The Merovingian (Lambert Wilson), the French-loving phantom program who is the best new character from the last two films, happens to be in charge of the Trainman, and is still pissed at Neo and crew from what they did to his place in the last film. His woman friend Persephone, played by an unused Monica Bellucci, does even less in this film than in “Reloaded,” as the Merovingian only has one real scene.

The quest to enter the Merovingian’s hangout includes a shoot out in which some gunmen make like Fred Astaire and stand on the ceilings for better firing angles (or to look cool). These are the sort of scenes that built “The Matrix,” but unfortunately the film’s action turns a bit more conventional, while well-executed, for a large portion of the film.

I had assumed that the many characters introduced in “Reloaded” would be used wisely in this film, so it’s a bit disappointing when the film enters into a big battle sequence instead of exploring the interesting stuff.

The greatest misfire in the last two films is the enormous amount of screen time given to Zion, the underground human city that fights the machines. The Wachowski brothers created a clever race against time by cross-cutting between the real world and the matrix in the first film’s climax, but the two sequels suggest that at times they forgot that the matrix is the real show.

The majority of the middle of the film stages a battle in which the machines try to take over Zion and the humans defend themselves with fancy sci-fi robot suits. While it follows a few personal stories that attempt to give it emotional resonance, the battle tactics and surprises drag because they have nothing to do with what made “The Matrix” special. They’re simply war scenes—exciting to watch, but without substance.

The only problem with the big fights and battles is that they tend to run a little long, probably due to the increased budget that allowed for more elaborate scenes. The length doesn’t necessarily make it better, however, and there are several minutes of fighting that are repetitive and could be cut.
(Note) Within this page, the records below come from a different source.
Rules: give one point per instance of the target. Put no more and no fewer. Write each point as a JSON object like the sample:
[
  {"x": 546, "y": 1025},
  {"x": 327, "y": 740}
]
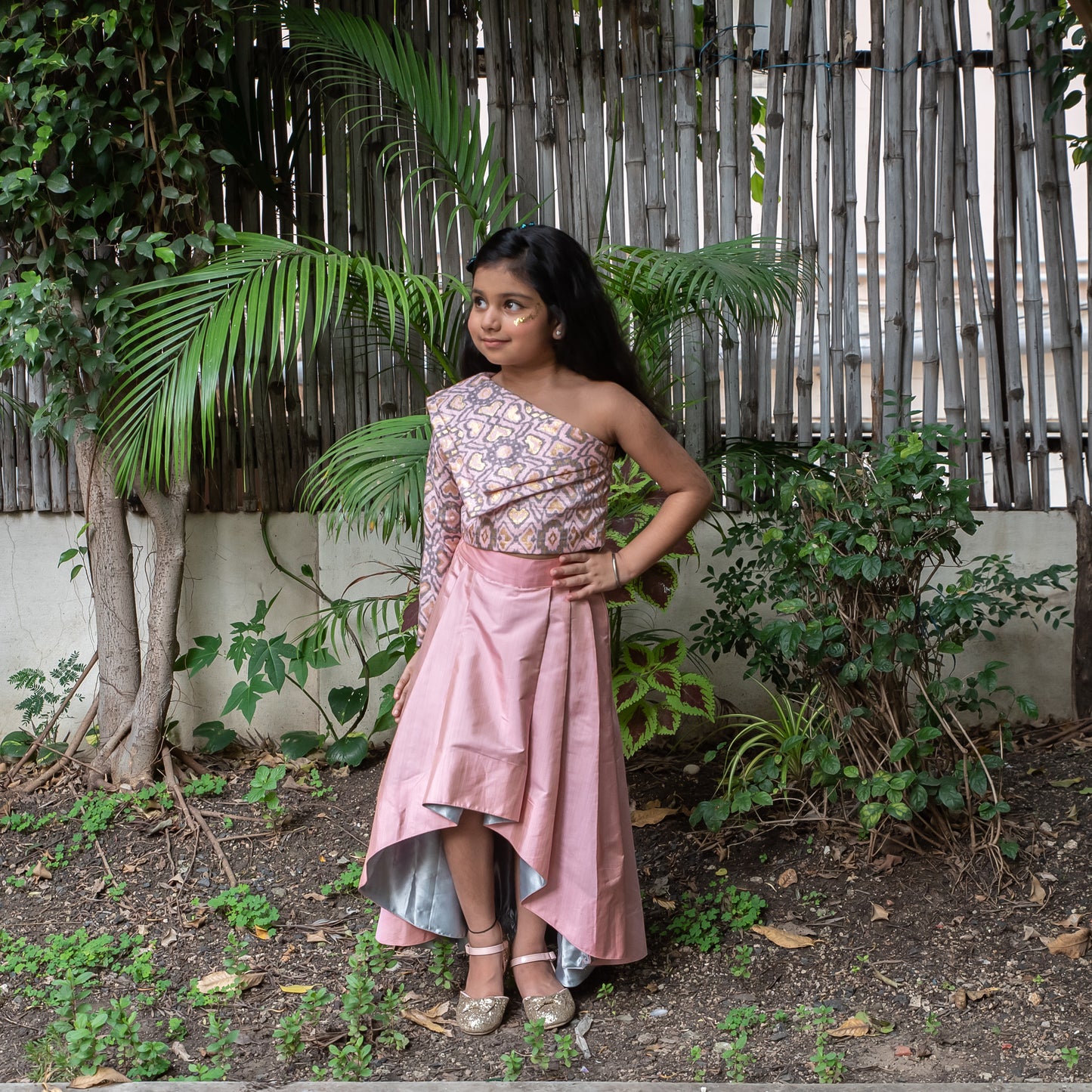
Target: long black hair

It’s important to remember that even the first “Matrix” was based heavily on action, and is more popular entertainment than anything else. If the series has grown more convoluted and less astounding, at least it contains more passion than the standard Hollywood action film. Hopefully the Wachowski brothers, whose best film remains their first, the independent work “Bound,” will focus more thought and less spectacle into their next film, as their promise goes beyond the action genre.